The easy way to do it would be to buy pig eggs from slaughterhouses, fertilize them in the lab, do any necessary gene editing, and inject them back into sows. But UW’s pig-rearing facility is kept free of disease-causing microbes, so the team can’t just implant their pigs with commercially sourced embryos. Instead, they have to artificially inseminate their own sows, collect the embryos, inject them with CRISPR ingredients, and put them back into other pigs.
The embryos themselves are hard to work with, because they’re not translucent like those of many other animals. “They look like little black balls, which makes it more difficult to inject when you don’t know where you’re poking,” says Meudt. There are logistical complications too. Meudt has to do the CRISPR injections in a building that’s 30 minutes from the pig facility, so the animals have to get shuttled back and forth. From start to finish, the process to make a single embryo starts at 4 in the morning, and ends at around 10 at night. “Those are well-traveled embryos,” Meudt says.

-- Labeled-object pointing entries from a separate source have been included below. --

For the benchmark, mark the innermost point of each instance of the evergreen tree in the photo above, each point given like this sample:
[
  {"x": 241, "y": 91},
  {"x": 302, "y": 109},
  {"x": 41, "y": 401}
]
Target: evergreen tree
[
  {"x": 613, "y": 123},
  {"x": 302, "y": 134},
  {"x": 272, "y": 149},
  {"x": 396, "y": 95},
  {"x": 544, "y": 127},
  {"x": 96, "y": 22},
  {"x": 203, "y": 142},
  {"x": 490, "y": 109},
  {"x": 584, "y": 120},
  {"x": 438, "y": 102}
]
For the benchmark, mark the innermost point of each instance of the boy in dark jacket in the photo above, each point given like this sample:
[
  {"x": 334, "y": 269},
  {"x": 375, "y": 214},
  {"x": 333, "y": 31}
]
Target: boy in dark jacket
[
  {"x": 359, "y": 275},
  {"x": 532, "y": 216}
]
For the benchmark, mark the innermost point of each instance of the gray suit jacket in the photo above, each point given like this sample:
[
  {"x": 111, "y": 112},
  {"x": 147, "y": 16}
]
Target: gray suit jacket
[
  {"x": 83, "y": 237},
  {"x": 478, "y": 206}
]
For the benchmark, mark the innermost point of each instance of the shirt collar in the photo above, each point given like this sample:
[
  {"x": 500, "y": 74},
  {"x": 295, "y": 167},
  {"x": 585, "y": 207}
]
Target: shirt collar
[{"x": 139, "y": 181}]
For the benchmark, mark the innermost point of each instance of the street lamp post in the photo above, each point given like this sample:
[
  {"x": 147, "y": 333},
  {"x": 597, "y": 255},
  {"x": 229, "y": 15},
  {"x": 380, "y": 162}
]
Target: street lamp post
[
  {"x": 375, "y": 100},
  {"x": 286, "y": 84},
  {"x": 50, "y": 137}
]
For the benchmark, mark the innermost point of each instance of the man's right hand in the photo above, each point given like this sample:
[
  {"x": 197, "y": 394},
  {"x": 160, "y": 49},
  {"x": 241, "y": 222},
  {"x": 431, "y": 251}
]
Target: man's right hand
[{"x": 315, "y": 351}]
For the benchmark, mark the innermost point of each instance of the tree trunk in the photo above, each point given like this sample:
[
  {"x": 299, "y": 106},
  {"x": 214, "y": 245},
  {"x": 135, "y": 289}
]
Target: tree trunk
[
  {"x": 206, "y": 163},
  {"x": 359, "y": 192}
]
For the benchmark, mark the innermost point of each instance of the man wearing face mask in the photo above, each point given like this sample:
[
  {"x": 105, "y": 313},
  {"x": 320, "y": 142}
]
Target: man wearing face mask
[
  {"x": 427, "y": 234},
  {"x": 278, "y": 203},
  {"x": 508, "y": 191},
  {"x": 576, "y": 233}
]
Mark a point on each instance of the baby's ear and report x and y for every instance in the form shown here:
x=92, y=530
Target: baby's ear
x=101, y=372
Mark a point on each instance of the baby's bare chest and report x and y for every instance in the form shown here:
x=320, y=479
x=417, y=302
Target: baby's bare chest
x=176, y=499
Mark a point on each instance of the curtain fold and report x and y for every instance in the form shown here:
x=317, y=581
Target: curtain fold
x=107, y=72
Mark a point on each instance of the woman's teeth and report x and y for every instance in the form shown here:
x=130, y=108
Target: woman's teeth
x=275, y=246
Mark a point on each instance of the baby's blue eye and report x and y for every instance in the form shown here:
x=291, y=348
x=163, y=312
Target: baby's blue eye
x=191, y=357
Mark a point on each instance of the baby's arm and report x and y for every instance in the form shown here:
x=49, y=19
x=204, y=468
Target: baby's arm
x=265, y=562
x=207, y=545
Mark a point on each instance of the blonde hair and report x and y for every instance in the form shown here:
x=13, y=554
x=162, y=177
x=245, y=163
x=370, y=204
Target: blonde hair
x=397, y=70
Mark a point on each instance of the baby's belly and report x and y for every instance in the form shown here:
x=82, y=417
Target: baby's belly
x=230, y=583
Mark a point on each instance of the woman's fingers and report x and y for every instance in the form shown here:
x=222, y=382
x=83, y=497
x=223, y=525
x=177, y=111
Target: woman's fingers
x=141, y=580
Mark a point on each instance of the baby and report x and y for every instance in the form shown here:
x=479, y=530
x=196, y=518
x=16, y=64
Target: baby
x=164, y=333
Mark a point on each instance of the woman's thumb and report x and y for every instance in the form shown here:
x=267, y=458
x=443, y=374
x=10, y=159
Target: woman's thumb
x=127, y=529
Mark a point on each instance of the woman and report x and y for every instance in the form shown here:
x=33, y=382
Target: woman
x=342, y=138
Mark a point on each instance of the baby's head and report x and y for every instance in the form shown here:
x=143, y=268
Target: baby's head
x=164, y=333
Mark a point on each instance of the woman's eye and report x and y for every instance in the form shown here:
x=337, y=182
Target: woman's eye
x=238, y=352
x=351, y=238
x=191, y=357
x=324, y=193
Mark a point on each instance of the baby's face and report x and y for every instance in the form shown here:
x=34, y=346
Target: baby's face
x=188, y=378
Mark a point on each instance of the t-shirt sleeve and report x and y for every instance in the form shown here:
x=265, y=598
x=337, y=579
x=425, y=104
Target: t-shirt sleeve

The team delivered their first edited animal in November 2016, which carried a set of NF-1 mutations that had been reported in an earlier published study. They have since engineered three more animals, each with a different cluster of mutations. All of these are essentially personalized—they represent someone’s case of NF-1, but those patients are anonymized.
The next step will be to create pigs that are openly personalized to specific people—and the team is in the midst of getting approval for that. “We slowed ourselves down for some ethical reasons,” says Shanmuganayagam. For example, if a personalized pig starts to show symptoms, and their child counterpart has not, how should the team communicate that information to a family? What happens if the pig dies early? Should a family even get to know which pig is “theirs”? “We’re trying to resolve that,” says Shanmuganayagam. “We might blind ourselves to whose pig is whose with the option of revealing at a later date. I’ve also had my group read Flowers for Algernon.”